3) With respect to our access removal testing, we noted that the Health System implemented automated controls to remove terminated user access in both Workday and Infor, following processing in Workday. We also tested a sample of 25 terminated users to determine whether their access was removed timely and noted that 9 of the sampled users were not removed timely prior processing in Workday.
Cause
The conditions above relate to the following, respectively:
1) The condition occurred because the Health System did not formally define the procedures to establish requirements for the change review, including retaining evidence of the completeness and accuracy of the review. Additionally, management does not have a centralized process for maintaining evidence of testing and approval for changes.
2) The condition occurred because the Health System did not formally define the procedures to document a complete and accurate UAR.

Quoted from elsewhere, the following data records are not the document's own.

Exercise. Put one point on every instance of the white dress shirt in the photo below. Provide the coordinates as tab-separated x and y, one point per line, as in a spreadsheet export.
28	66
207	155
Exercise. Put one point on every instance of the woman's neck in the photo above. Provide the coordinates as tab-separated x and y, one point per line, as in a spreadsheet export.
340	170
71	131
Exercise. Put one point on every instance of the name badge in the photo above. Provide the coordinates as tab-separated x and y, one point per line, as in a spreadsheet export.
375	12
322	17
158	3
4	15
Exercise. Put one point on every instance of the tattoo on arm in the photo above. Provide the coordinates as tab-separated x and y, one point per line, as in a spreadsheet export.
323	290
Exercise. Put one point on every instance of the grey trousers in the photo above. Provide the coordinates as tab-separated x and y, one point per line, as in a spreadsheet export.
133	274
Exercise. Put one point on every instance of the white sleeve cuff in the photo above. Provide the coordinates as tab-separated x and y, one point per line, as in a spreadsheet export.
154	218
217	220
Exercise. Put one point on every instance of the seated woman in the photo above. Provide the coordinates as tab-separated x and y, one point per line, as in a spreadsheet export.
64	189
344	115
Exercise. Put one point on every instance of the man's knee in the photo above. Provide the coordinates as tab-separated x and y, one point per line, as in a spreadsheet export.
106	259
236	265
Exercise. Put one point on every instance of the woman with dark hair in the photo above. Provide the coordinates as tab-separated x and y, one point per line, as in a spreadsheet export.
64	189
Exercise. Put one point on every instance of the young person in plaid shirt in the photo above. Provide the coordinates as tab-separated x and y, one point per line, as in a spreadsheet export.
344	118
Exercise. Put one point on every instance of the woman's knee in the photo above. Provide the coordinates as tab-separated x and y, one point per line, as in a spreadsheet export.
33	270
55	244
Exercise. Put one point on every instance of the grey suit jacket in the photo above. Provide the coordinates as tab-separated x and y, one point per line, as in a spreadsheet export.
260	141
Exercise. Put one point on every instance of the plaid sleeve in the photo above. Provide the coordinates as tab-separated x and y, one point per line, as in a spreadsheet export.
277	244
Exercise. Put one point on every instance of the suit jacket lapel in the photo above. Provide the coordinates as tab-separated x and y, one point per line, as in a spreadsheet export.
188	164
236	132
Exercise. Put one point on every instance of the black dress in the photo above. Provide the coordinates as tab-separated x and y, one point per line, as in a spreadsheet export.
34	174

3) The exception occurred due to delays in supervisors’ timely reporting of terminations.
Possible Asserted Effect
Failure to have a reliable general IT control environment over logical access and change management may result in unauthorized changes being made to Workday, which may result in erroneous reliance on the operating effectiveness of automated IT controls, over allowability. Failure to have effective internal controls over allowability may result in federal awards being utilized for unallowable expenditures not in accordance with the federal statues, regulations, and terms and conditions of federal awards.
Questioned Costs
None.
Statistical Sampling
The sample was not intended to be, and was not, a statistically valid sample.
Repeat Finding
Yes.
Recommendation
We recommend that management review and emphasize the change management policies and procedures with key personnel to help ensure that the Workday change review is performed to address change management risks for the system. In addition, we recommend that evidence related to the review, as well as the testing and approval of changes is maintained.
Additionally, we recommend that management maintain documentation of the completeness and accuracy of the user access review to ensure that all users are reviewed, approved, and corrective actions taken.
Views of Responsible Officials
Recommendation accepted. Please refer to corrective action plan.